Epidemiological Analysis Using Pulsed-Field Gel Electrophoresis of Salmonella enteritidis Outbreak in Factory Workers


avatar Fulya Bayindir Bilman 1 , * , avatar Baris Cicek 2 , avatar Revasiye Gulesen 3 , avatar Belkis Levent 3

Izmir Menemen State Hospital, Department of Medical Microbiology, Turkey
Izmir Menemen State Hospital, Department of Infectious Disease, Turkey
National Enteric Pathogens Reference Laboratory, Public Health Institution of Turkey

how to cite: Bayindir Bilman F, Cicek B, Gulesen R, Levent B. Epidemiological Analysis Using Pulsed-Field Gel Electrophoresis of Salmonella enteritidis Outbreak in Factory Workers. Jundishapur J Microbiol. 2017;10(9):e14144. doi: 10.5812/jjm.14144.

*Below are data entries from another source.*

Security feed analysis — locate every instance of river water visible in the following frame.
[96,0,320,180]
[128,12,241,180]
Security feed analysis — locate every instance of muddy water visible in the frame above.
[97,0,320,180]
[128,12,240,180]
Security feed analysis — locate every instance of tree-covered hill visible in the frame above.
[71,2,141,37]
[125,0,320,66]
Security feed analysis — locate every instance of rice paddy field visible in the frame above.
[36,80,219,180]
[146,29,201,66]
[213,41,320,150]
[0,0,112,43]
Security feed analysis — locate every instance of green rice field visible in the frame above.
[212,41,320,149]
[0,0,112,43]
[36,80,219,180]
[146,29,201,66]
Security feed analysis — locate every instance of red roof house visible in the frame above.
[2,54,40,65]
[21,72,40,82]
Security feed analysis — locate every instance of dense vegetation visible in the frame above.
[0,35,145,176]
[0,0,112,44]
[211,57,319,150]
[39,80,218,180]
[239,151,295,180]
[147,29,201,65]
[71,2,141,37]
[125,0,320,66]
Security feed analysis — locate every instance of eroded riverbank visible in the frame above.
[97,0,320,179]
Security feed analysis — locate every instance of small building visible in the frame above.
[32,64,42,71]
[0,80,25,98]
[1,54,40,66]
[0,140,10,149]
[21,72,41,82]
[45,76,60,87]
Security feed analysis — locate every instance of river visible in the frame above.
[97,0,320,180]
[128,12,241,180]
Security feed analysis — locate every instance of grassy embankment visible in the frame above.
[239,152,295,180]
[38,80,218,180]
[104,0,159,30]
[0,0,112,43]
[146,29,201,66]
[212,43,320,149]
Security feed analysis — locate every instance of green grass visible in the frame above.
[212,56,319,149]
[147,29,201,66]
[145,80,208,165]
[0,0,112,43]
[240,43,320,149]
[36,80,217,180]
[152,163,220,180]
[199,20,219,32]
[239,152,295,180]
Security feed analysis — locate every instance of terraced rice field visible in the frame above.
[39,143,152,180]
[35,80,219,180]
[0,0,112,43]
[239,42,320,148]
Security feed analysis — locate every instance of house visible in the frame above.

Salmonellosis is still being reported as the second most common food-borne infection of bacterial origin. The most common serotypes worldwide as salmonellosis agents are Salmonella enterica subsp. enterica serotype enteritidis (S. enteritidis) and S. enterica subsp. enterica serotype typhimurium (S. typhimurium).


In the current study, the researchers investigated food associated S. enteritidis outbreak in factory workers of Turkey.


The same meatball preparation that was consumed by the patients for lunch and dinner was responsible for the food poisoning on July 2014, when 257 workers in the same factory sought medical care. Among 257 individuals with diarrhea, abdominal pain, headache, fever, and vomiting, 48 (19%) were hospitalized. Stool samples were plated on Salmonella-Shigella agar and Eosine Methylene Blue agar plates and incubated at 37°C. Colonies morphologically resembling Salmonellae were selected for further identification on the next day using API 20E.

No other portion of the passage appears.